Ma se succede tutto questo, poi gli alimenti quanto ci verranno a costare? Di sicuro non il poco che costano adesso grazie proprio a chi viene sfruttato in maniera vergognosa. E chi sarebbe poi disposto a pagare quel cibo il giusto prezzo?
In questa fase suggerirei a gente come Salvini di combattere la sua personale battaglia del grano e di andare lui a torso nudo modello Papeete a raccogliere gli alimenti nei campi, magari nel sud Italia, così da dare il buon italico/padano esempio alle masse. Lo faccia come campagna elettorale anche solo per un mesetto di seguito, farà un figurone.

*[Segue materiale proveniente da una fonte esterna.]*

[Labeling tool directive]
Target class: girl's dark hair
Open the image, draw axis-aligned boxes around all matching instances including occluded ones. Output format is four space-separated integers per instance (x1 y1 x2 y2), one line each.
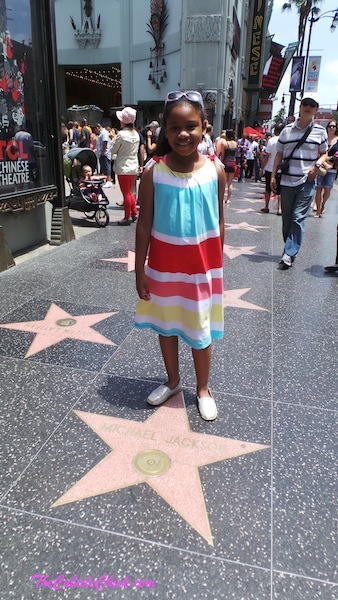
326 119 338 133
156 96 206 156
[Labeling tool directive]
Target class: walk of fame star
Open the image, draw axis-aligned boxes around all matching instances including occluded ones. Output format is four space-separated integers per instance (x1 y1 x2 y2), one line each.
0 304 117 358
223 288 268 312
52 392 268 546
230 208 256 214
223 244 257 260
224 221 269 231
238 198 264 204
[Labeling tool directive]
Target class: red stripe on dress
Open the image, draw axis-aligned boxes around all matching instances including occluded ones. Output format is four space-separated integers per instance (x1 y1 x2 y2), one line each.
148 237 223 275
148 275 223 302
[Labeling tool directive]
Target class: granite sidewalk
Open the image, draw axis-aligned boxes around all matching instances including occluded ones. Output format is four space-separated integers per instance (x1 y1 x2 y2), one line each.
0 176 338 600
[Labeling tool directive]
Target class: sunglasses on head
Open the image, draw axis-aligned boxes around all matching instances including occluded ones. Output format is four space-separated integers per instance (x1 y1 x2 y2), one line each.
164 90 204 109
301 98 318 108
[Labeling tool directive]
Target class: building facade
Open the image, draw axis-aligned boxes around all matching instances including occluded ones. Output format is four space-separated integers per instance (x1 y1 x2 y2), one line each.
55 0 258 133
0 0 65 270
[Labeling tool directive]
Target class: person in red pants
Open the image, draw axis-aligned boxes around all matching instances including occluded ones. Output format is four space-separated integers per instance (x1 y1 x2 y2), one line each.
111 106 140 226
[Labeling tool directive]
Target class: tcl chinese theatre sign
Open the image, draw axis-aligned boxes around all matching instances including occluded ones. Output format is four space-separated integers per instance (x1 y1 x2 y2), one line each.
0 0 59 262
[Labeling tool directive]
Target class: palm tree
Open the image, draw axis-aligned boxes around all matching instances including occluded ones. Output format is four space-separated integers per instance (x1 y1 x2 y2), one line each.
282 0 323 56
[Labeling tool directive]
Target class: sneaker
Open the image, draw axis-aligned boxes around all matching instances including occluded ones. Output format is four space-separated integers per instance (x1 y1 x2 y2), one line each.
197 395 217 421
279 254 292 269
147 381 182 406
324 264 338 273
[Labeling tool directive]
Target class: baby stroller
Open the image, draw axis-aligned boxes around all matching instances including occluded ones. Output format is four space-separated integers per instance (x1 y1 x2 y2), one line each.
63 148 109 227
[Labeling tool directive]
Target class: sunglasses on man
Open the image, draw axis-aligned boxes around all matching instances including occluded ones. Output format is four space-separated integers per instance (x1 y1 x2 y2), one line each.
301 98 318 108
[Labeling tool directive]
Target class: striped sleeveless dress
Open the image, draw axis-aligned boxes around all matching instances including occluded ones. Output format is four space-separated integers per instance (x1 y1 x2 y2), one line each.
135 157 223 349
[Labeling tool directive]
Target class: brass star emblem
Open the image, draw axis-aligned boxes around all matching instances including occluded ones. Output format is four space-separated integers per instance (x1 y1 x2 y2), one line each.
52 393 268 545
0 304 117 358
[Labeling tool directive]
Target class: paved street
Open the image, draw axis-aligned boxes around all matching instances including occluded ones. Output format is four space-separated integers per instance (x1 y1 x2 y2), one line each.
0 173 338 600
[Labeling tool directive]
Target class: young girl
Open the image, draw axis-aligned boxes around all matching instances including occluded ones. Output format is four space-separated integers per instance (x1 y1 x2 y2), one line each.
135 91 225 421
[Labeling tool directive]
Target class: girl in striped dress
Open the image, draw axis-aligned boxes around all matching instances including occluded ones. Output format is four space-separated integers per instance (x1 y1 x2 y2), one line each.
135 91 225 421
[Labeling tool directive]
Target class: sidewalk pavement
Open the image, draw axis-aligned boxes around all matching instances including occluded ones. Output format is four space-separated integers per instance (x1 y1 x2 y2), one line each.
0 176 338 600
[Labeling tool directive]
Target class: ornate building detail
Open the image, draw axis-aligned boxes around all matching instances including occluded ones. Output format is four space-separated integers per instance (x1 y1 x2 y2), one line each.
148 0 168 90
70 0 101 49
185 15 222 43
226 17 234 49
0 190 56 214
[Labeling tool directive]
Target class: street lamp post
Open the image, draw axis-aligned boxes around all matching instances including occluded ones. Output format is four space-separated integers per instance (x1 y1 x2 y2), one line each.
301 7 338 97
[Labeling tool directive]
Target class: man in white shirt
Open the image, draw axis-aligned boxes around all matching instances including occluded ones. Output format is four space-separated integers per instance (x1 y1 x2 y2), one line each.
271 92 328 270
95 123 113 187
259 123 284 215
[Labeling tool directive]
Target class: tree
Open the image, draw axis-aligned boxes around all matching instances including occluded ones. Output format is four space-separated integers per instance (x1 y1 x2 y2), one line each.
282 0 323 56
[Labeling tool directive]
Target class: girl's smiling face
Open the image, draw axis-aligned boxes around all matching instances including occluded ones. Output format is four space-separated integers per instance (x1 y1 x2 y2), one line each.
165 102 204 157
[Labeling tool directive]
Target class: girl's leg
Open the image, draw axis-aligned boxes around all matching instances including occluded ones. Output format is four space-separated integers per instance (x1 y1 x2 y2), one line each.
192 344 211 398
159 335 180 389
315 188 323 217
192 344 217 421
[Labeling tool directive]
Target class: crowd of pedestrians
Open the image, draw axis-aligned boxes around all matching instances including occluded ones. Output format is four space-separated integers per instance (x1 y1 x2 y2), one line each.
62 93 338 262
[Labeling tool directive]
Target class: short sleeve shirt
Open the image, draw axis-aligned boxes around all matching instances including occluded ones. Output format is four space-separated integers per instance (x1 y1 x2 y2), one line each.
276 121 328 187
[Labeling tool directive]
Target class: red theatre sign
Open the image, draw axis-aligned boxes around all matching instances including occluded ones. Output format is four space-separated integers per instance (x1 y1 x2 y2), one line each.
247 0 266 88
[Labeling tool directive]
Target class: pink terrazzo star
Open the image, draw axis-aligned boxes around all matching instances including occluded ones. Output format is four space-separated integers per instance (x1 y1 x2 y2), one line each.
224 221 269 232
223 288 268 312
0 304 117 358
230 208 256 215
238 198 262 204
223 244 257 260
52 393 268 546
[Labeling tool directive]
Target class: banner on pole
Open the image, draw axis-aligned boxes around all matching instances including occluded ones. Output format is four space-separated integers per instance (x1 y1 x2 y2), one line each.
289 56 304 92
304 56 321 92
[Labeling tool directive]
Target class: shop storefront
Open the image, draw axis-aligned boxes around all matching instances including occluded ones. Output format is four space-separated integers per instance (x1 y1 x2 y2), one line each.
0 0 69 268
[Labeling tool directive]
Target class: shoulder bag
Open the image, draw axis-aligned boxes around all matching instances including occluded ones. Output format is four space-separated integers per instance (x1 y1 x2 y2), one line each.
278 123 313 175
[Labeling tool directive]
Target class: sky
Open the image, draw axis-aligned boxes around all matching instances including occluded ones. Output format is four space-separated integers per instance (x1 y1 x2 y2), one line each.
269 0 338 116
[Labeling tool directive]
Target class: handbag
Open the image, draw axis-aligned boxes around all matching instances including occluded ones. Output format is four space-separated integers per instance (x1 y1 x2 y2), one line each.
277 123 313 175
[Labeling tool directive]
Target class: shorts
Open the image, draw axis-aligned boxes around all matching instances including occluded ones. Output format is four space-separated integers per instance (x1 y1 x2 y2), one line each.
99 156 111 175
315 169 337 189
224 159 236 173
264 171 280 196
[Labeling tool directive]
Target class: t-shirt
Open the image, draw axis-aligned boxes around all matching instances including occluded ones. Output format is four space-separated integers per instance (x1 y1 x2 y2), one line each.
276 121 327 187
265 135 278 173
96 127 111 160
79 127 90 148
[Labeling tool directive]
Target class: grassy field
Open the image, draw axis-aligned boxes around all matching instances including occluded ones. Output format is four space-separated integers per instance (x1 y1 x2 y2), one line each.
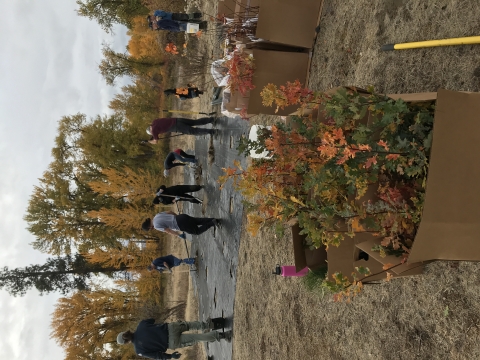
143 0 480 360
234 0 480 360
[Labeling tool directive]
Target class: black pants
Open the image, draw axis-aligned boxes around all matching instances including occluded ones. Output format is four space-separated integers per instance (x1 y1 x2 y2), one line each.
163 187 203 204
179 149 197 160
162 187 202 204
175 214 215 235
172 117 215 135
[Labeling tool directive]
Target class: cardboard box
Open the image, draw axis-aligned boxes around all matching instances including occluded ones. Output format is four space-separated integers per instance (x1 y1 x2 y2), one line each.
256 0 323 48
248 49 309 115
408 90 480 262
287 87 456 282
292 90 480 281
217 0 323 49
217 0 237 17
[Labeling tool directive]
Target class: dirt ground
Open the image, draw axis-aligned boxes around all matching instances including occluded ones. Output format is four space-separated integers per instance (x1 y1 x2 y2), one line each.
233 0 480 360
158 0 480 360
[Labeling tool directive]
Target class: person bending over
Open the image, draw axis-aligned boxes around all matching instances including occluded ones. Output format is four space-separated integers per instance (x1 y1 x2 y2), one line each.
147 117 216 144
142 211 221 239
153 185 203 205
117 318 232 360
147 255 195 273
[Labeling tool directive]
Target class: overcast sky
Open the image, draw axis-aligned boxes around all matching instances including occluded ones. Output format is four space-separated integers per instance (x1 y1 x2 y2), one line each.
0 0 128 360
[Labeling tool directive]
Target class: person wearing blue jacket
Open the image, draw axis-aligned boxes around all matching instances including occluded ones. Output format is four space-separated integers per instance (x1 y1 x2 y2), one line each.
117 318 232 360
153 10 202 21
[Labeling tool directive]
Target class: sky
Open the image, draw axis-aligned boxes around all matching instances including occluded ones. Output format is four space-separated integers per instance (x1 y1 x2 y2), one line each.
0 0 128 360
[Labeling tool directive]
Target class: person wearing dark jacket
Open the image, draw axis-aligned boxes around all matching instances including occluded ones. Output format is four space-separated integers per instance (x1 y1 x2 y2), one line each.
117 318 231 360
153 185 203 205
148 255 195 273
142 211 221 239
163 84 203 100
147 117 216 144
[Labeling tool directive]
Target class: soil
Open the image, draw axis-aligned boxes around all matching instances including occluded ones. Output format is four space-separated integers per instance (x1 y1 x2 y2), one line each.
166 0 480 360
233 0 480 360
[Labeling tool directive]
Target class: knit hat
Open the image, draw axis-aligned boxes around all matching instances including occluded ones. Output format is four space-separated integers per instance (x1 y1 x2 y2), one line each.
117 331 126 345
142 218 152 231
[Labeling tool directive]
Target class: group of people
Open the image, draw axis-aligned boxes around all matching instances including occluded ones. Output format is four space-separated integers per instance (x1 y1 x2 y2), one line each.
117 318 231 360
117 255 232 360
163 84 203 100
117 10 232 360
146 117 217 144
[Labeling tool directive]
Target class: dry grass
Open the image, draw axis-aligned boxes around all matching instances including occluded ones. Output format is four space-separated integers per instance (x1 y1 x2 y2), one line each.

Oppure ora mi rivolgerei a tutti i fanatici invasati della supertecnologia chiedendogli di mandare eserciti di droni e robot vari a raccogliere nei campi in un attimo tutto quello che serve e consegnarcelo direttamente sull’uscio di casa. Immagino che sia tecnicamente fattibilissimo, non costi nemmeno nulla e così risolviamo tutti i problemi. Attendo istruzioni in merito dai suddetti fanatici, anzi mi chiedo come mai non ci sia già una task force che stia risolvendo la situazione nel tempo di un click. Ma chissà, forse se si aggrava il problema si deciderà di accelerare la fine dell’emergenza corona virus perché senza mangiare si muore davvero come mosche.
In ogni caso la soluzione per non ritrovarsi più in simili assurde e pericolose situazioni è ritornare a coltivare la terra ovunque sia possibile e per favore non si tiri fuori la solita insostenibile scusa che i terreni costano, perché per farsi almeno un orto, non servono di certo ettari. Inoltre ci sono gli usi civici e ovunque terre incolte, abbandonate, di chi non sa cosa farci e che possono essere chieste in affitto, in comodato d’uso, ecc. Poi ci sono gli orti collettivi comunali, di quartiere, di circoscrizione e se non ci sono, fondateli voi. Queste sono tutte strade percorribilissime senza essere ricchi o spendere chissà quali soldi.
Quindi è bene aumentare l’autoproduzione e per il resto si può acquistare direttamente dai piccoli produttori biologici locali che sono strangolati dalla grande distribuzione, quella che ci dicono che ci sta salvando, quando l’unica cosa che sta facendo sono affari giganteschi. Per fare ciò è possibile anche creare o rivolgersi ai gruppi di acquisto collettivo che sono sparsi in tutta Italia e che da anni fanno un lavoro prezioso come ad esempio qui dalle nostre parti è molto attivo il gruppo storico di acquisto collettivo Pulmino contadino . Sempre in questa ottica si può guardare all’attività encomiabile di strutture come il movimento wwoof che supporta da sempre proprio il mondo agricolo di prossimità. Ma queste sono solo alcune delle tante soluzioni a portata di mano per qualsiasi persona di buona volontà.